Theodore replied by a gesture of contempt. “I hated that only a little less than the other, until I read your book, Raymond. I thank you for that book; it is a right noble one, and written too by one of my people. Even yet the light comes from the East” (a kind of subdued glow passed over his own face as he spoke). “Moses Maimonides, philosopher and physician, was a wise man. He saw and he thought. That is better than all the learning in the world; for everything that exists is worth seeing. Even this root in my hand, that I have just pulled up, may hold a secret far more precious than those Greek roots we study at school. That is, if we have eyes to see. Thanks to you and Maimonides, I feel now as if I dare to use mine, and to think of what they tell me; nay more, as if it were in an especial manner the physician’s business to do it. I have taken a long time and a devious way to thank you for your gift, Raymond; but I do thank you. I wished you to know this―and me,” he added in a lower voice. Then, with a change of tone, “Now let us explore the garden, and find, if we can, some roses worthy the acceptance of your lady-mother.”

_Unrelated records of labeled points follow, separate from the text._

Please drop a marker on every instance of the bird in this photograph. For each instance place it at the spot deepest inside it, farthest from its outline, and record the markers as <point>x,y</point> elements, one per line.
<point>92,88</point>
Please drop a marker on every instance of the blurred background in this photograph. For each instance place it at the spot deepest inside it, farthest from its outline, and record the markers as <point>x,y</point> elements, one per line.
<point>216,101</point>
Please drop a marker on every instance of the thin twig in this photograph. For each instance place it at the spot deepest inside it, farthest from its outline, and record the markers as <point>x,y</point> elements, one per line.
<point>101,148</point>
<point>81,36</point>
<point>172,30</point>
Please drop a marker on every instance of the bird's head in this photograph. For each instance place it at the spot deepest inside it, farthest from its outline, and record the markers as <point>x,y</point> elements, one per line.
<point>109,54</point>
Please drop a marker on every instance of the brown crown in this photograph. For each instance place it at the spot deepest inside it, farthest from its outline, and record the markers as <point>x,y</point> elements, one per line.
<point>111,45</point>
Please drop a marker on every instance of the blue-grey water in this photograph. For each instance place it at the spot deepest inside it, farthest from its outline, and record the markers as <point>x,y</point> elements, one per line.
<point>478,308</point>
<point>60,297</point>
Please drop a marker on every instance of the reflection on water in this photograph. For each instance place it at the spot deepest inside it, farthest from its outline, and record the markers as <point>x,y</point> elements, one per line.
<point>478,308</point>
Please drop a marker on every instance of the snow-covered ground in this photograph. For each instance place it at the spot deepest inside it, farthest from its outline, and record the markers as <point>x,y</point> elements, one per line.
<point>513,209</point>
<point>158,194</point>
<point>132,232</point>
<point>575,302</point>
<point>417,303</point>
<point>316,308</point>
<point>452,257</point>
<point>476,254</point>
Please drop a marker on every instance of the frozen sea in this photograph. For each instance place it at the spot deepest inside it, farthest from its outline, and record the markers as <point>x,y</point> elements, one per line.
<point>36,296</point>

When they reclined once more in the luxurious ease of the gondola, Theodore said abruptly, after a silence of some minutes “―Do not misunderstand my words, Raymond. I am not devout. I shall never be a priest. But I fear God―the God of my fathers, the God of Abraham, Isaac, and Jacob―Jehovah.” The last word was uttered solemnly, and after a reverent pause.
Raymond did not answer. In fact, he had nothing to say. The subject scarcely interested him, except so far that he wished his friend to believe and to do everything that was right, and nothing that was singular. His own faith was a dead one. He had, no conception at all of God as a living Person, with whom he had to do.
 
1. Not the present Giants’ Staircase, however―that was built in the sixteenth century.